Satori reader is smart because it teaches using the comprehensible input method. And it adds to the idea that learning a language should be fun to keep you motivated.

I think it is good for shadowing, vocab building, pronunciation practice and reading fluency. Not to mention on my walk to work I D/L and passively listen to the entire story to review everything.

I use Anki for vocab in sentences. Bunpro for grammar. And Satori Reader for listening and reading. I just found Speechling from this thread which is an incredible resource for pronunciation too. I will add that to my summer studies.

For context I am about 4 years into my studies and have yet to take a test, but i would bet I’m around n2 since i speak Japanese at my job everyday here in Japan. Also never taken any formal education in Japanese.


The tofugu article is pretty old, they’ve added quite a bit of content since then.
I think it depends on how low/high you want the difficulty level to be (relative to your level).

Personally I started with Satori when I was about halfway through N5, and it was a struggle for sure. But it also really helped me grasp basic sentence structure and grammar. So while it took me a while to get through an article, I’d definitely say it was effective even though I wasn’t anywhere near intermediate. And at that level there just isn’t really anything else interesting to read out there (personally didn’t like text book texts or other graded readers much)

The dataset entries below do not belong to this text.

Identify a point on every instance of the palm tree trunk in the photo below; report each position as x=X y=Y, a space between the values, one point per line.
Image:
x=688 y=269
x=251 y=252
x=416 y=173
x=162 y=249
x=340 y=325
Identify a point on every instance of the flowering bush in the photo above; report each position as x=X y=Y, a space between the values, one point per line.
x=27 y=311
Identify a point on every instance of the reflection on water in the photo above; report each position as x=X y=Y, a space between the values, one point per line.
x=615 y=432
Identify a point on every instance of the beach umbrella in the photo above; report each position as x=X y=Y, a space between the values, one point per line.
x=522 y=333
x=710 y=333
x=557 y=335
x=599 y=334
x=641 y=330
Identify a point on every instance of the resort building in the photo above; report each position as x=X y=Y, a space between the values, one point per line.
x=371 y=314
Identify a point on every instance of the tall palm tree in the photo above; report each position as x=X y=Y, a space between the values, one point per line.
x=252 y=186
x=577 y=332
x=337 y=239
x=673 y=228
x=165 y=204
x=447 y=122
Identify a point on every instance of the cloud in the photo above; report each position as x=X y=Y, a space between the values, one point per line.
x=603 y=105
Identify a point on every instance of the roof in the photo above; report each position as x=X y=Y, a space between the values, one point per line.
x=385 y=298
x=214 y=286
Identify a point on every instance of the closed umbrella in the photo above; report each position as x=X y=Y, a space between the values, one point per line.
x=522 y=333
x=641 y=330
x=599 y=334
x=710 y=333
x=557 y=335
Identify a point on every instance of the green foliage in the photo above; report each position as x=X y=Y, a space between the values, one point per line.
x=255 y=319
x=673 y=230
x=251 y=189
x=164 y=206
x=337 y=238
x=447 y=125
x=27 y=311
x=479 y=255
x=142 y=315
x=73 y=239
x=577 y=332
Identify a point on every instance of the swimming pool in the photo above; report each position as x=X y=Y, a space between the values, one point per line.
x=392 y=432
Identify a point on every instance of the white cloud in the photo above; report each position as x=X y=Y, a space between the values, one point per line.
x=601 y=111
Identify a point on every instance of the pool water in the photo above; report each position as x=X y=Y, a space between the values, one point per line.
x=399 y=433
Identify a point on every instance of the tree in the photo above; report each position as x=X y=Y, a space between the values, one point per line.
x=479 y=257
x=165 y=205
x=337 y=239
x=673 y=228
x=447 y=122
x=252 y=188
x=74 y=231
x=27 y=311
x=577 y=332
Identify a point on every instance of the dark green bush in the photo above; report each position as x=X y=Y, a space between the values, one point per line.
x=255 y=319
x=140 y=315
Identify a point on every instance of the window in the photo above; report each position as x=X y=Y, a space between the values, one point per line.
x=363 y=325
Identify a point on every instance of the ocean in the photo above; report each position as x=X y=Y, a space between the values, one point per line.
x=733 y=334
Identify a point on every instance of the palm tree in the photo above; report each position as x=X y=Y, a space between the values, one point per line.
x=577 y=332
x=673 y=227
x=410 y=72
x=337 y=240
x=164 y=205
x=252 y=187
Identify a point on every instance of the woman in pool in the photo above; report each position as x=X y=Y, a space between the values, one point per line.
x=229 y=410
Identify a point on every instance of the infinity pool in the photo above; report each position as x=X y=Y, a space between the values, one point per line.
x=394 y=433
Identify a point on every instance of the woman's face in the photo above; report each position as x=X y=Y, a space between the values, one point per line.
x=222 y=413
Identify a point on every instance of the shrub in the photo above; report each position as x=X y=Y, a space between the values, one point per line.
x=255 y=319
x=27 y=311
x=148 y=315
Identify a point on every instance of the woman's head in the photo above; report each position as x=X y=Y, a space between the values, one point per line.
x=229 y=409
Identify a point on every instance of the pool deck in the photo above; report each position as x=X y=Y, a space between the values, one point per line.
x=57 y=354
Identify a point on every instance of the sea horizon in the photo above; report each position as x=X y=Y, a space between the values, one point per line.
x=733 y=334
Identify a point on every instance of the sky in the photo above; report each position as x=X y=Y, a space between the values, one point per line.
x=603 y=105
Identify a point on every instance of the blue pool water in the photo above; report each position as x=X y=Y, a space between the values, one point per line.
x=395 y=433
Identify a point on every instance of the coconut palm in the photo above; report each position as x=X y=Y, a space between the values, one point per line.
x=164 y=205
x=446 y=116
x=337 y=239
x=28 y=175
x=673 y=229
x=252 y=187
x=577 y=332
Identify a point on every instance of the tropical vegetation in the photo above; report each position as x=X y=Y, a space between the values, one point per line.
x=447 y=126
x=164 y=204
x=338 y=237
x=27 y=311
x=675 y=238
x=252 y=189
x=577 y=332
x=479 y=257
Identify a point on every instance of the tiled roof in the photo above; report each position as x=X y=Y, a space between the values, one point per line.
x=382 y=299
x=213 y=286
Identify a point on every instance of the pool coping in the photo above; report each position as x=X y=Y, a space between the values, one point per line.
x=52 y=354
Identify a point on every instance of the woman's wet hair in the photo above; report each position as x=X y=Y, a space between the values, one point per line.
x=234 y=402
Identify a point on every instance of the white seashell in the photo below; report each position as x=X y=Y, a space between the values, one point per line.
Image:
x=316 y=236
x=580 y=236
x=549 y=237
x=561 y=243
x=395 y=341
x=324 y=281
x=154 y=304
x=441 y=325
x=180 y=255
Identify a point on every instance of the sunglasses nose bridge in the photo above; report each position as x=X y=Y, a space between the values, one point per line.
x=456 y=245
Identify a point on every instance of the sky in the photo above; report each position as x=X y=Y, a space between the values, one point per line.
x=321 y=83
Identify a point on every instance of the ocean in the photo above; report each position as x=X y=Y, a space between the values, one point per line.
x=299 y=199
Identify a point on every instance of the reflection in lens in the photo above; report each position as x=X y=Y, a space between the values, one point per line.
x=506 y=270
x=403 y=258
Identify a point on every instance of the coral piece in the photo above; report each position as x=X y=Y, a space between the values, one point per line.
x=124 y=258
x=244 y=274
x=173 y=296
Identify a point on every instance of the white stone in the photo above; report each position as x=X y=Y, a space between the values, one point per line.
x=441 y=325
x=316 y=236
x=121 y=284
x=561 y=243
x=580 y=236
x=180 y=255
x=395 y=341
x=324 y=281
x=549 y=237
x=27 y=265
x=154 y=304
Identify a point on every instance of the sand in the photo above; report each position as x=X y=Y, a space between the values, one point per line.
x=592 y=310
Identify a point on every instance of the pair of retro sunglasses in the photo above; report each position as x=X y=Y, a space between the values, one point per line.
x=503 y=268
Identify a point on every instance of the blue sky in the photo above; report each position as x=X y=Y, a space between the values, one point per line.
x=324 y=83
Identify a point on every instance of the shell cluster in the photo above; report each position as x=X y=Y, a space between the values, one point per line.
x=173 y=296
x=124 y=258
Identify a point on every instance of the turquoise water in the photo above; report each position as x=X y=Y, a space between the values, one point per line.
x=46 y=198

Right now (~N3ish) I still use it occasionally, but not nearly as much, because native material has become approachable. I think that’s partly what the article was getting at - the more you learn the less you really need the kanji settings, word-by-word/sentence-by-sentence translations or even material targetet at learners in general. Because of that I’d almost say that Satori is the most useful at low levels. But they have material up to N2 or even N1ish.

If you try it out, definitely go for one of the stories listed as “easier”! The difficulty of the articles varies a lot.